Sur les demandes accessoires
La SARL DESIGN SOLS 83, partie perdante, sera condamnée aux dépens de l’instance. De plus, par application de l’article 695 du même code, les dépens comprendront les frais de l’expertise déposée le 21 mai 2024 et taxés à hauteur de 5428 euros.
L’équité commande de ne pas laisser à la requérante la charge de ses frais irrépétibles. La défenderesse sera condamnée à lui payer la somme de 2000 euros au titre de l’article 700 du code de procédure civile. Le surplus de la demande de ce chef sera rejeté.
PAR CES MOTIFS
Nous, Juge des référés, statuant après débats en audience publique, par décision réputée contradictoire mise à disposition au greffe, exécutoire de droit et en premier ressort :
CONDAMNONS par provision la SARL DESIGN SOLS 83 à payer à Madame [R] [M] épouse [S] la somme TTC de 21 227,46 euros (VINGT ET UN MILLE DEUX CENT VINGT-SEPT EUROS ET QUARANTE-SIX CENTS) à valoir sur le préjudice matériel, somme indexée à l’indice BT 01 entre le 21 mai 2024 et la présente ordonnance, puis assortie des intérêts au taux légal.
CONDAMNONS la SARL DESIGN SOLS 83 à remettre à Madame [R] [M] épouse [S], après les avoir tamponnés et signés conformément au dispositif en vigueur, les documents relatifs à l’obtention de l’aide à la rénovation énergétique MaPrimrenov.

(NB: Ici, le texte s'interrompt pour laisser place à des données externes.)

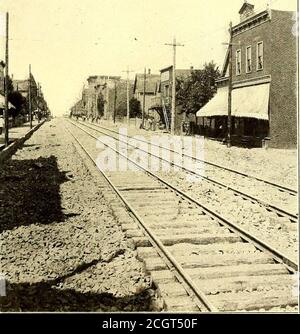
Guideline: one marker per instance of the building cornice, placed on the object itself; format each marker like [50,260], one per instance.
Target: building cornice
[252,22]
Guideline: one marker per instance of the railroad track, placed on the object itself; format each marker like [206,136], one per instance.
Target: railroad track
[198,259]
[281,212]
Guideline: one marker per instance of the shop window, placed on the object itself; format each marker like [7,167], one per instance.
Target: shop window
[248,59]
[260,56]
[238,62]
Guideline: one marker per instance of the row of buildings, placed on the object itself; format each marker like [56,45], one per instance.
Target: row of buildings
[263,86]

DISONS que, faute pour elle de s’exécuter dans le délai de QUINZE JOURS suivant la signification de la présente ordonnance, la SARL DESIGN SOLS 83 sera condamnée à payer à Madame [R] [M] épouse [S] une astreinte de 100 euros (CENT EUROS) par jour de retard, et ce pendant un délai de TRENTE JOURS suivant la signification de la présente ordonnance.

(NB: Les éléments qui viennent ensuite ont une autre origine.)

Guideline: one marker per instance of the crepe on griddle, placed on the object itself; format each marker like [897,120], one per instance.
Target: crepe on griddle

DISONS que le contentieux éventuel de la liquidation de l’astreinte sera réservé à la présente juridiction.
DEBOUTONS Madame [R] [M] épouse [S] du surplus de ses demandes principales.

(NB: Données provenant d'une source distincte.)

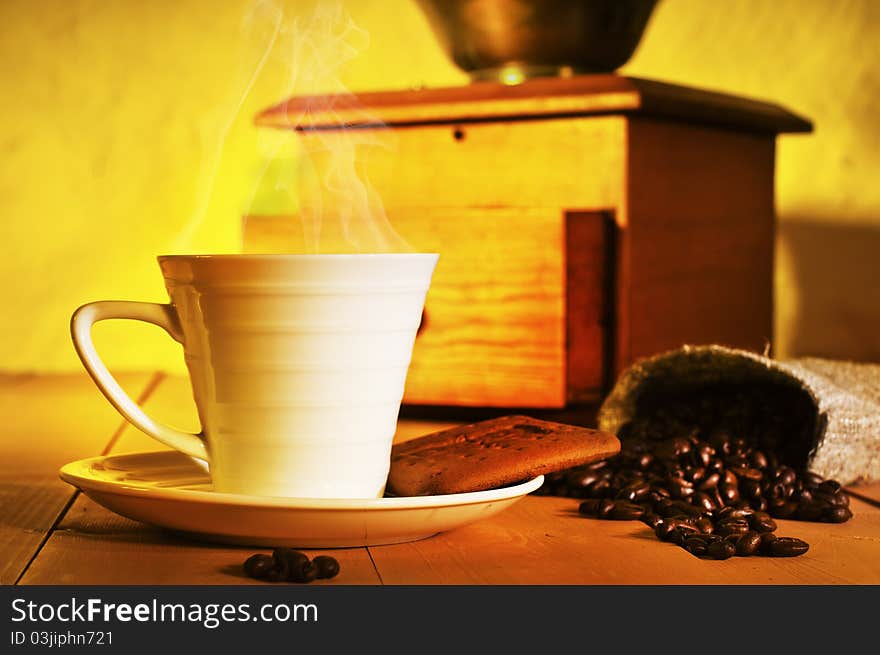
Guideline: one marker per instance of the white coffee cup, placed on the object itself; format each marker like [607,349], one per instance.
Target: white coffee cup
[297,363]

CONDAMNONS la SARL DESIGN SOLS 83 aux dépens de l’instance en ce compris les frais de l’expertise judiciaire taxés à hauteur de 5428 euros (CINQ MILLE QUATRE CENT VINGT-HUIT EUROS).
CONDAMNONS la SARL DESIGN SOLS 83 à payer à Madame [R] [M] épouse [S] la somme de 2000 euros (DEUX MILLE EUROS) au titre de l’article 700 du code de procédure civile.
REJETONS le surplus de ses demandes.
Ainsi jugé et prononcé par mise à disposition au greffe, les jours, mois et an susdits.